A few weeks ago, I shared some findings from the HILDA panel on how career transitions shape mental health. One of the more interesting results was that mental health declined in the years leading up to a voluntary job change, but rebounded sharply once the change happened.
A few people asked a good follow-up question: does the kind of job change matter? Is it different if you move to a similar role versus jumping into something completely new?
To answer this question, I ran a follow-up analysis. Using the 24 years of data from the HILDA panel (around 17,000 Australians per wave), I identified everyone who reported a voluntary job change (excluding anyone who was fired or made redundant in the same year). I then split them into two groups based on whether they stayed in the same industry or moved to a new one. For each group, the analysis tracked their mental health from 3 years before the job change to 5 years after, comparing them to people who didn't change jobs over the same period.

The findings:
1) The mental health boost following a job change is almost entirely driven by people who changed industries. For people who stayed in the same industry, the change was minimal.

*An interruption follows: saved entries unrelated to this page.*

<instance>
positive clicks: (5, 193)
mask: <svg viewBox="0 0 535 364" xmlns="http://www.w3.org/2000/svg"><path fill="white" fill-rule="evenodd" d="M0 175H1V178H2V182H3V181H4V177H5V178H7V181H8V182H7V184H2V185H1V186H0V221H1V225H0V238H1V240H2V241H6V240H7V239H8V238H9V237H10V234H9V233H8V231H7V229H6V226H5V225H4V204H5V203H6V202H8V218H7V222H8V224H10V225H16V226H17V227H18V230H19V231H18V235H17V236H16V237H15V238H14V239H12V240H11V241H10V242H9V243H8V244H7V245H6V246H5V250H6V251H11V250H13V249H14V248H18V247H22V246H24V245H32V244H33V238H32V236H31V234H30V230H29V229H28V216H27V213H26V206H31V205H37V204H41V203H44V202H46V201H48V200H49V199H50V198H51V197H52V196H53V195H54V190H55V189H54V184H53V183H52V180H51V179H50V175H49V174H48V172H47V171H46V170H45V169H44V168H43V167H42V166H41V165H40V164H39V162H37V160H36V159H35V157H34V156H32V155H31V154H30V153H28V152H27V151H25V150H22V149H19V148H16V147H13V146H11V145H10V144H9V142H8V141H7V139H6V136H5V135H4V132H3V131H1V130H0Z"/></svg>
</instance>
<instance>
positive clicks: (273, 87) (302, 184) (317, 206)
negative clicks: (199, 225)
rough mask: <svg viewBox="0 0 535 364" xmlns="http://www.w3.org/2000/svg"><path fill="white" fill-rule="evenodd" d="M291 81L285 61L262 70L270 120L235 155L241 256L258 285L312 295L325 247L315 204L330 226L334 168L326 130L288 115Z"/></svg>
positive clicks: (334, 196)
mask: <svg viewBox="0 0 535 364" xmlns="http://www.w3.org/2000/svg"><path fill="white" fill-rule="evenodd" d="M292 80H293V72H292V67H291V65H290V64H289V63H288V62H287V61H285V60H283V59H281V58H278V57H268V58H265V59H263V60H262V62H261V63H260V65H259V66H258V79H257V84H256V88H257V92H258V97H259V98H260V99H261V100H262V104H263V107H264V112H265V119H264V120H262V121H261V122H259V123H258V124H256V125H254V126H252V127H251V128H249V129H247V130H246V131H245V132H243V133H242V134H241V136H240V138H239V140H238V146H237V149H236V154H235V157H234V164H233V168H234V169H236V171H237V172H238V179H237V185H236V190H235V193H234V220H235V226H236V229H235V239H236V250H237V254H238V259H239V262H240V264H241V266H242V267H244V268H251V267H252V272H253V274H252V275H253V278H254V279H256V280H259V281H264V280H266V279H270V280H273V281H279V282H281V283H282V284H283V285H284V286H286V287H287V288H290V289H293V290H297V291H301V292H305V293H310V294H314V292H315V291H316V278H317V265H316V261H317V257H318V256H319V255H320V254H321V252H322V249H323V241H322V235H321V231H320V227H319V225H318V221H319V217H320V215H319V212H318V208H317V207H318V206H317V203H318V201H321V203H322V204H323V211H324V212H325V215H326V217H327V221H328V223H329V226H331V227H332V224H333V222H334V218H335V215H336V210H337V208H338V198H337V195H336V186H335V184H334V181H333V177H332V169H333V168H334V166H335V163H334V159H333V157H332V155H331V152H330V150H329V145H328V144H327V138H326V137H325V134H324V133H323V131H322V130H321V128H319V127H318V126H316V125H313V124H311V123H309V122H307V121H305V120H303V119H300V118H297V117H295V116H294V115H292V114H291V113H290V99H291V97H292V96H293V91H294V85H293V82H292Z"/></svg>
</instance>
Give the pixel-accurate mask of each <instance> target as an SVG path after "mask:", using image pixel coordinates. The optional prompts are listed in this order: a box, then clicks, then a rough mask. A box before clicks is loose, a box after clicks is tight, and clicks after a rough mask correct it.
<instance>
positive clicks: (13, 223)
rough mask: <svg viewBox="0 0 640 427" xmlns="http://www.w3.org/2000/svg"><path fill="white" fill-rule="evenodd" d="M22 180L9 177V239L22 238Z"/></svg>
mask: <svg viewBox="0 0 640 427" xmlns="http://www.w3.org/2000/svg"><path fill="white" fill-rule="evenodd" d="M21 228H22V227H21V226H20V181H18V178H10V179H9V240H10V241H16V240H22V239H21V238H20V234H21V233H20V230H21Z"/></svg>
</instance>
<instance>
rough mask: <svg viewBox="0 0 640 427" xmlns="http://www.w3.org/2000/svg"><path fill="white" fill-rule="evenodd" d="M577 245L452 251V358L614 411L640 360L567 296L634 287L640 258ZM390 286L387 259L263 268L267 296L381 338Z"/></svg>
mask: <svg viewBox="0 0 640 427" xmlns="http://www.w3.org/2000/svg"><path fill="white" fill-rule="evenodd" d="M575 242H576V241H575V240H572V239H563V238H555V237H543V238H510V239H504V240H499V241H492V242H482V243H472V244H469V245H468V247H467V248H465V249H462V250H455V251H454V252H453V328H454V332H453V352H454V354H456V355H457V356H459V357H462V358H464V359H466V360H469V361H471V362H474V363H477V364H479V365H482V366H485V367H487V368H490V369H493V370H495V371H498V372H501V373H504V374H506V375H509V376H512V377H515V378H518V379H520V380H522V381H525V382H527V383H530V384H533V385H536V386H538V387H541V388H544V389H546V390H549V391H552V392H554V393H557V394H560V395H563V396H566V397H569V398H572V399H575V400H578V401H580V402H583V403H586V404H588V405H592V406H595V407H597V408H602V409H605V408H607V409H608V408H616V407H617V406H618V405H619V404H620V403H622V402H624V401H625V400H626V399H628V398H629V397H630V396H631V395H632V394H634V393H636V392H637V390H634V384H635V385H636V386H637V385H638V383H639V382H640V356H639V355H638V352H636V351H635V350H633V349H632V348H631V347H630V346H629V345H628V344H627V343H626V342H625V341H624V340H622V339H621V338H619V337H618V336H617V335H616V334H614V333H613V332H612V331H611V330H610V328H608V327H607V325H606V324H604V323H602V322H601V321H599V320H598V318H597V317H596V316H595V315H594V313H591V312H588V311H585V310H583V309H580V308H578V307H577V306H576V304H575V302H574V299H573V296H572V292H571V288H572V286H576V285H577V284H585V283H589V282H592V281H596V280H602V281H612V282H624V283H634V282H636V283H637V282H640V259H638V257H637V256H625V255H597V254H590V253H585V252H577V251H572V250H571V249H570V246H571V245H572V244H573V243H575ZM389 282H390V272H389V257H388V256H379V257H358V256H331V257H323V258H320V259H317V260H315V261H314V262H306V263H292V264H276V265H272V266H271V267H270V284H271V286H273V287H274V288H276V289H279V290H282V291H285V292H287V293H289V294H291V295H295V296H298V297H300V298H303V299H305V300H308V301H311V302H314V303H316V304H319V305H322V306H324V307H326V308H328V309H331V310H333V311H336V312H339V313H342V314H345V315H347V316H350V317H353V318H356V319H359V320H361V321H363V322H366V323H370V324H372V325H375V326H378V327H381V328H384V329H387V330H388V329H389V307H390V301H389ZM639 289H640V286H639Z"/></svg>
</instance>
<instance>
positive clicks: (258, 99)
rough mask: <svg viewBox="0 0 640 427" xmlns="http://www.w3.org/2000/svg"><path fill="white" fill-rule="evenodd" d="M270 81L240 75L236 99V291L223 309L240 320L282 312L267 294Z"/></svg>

2) The boost following an industry change persists for several years. Industry switchers were still above baseline three to four years after the change. But there are signs that by year five, mental health begins drifting back toward where it started.
A couple of caveats worth flagging. This isn't causal. People who choose to change industries may differ from those who don't in ways that also affect mental health. The boost may reflect people exiting industries that are a poor fit, in which case someone already happy in their role wouldn't expect to see the same benefit.
Also the post-change part of the trajectory is based on the smaller subset of people who stay in the same job for that long. The mental health estimate can be inflated if those with poorer mental health exit the industry sooner (though this likely applies to non-switchers too).
Still, the pattern suggests that for those dissatisfied with their current industry, a change might have a positive effect on wellbeing.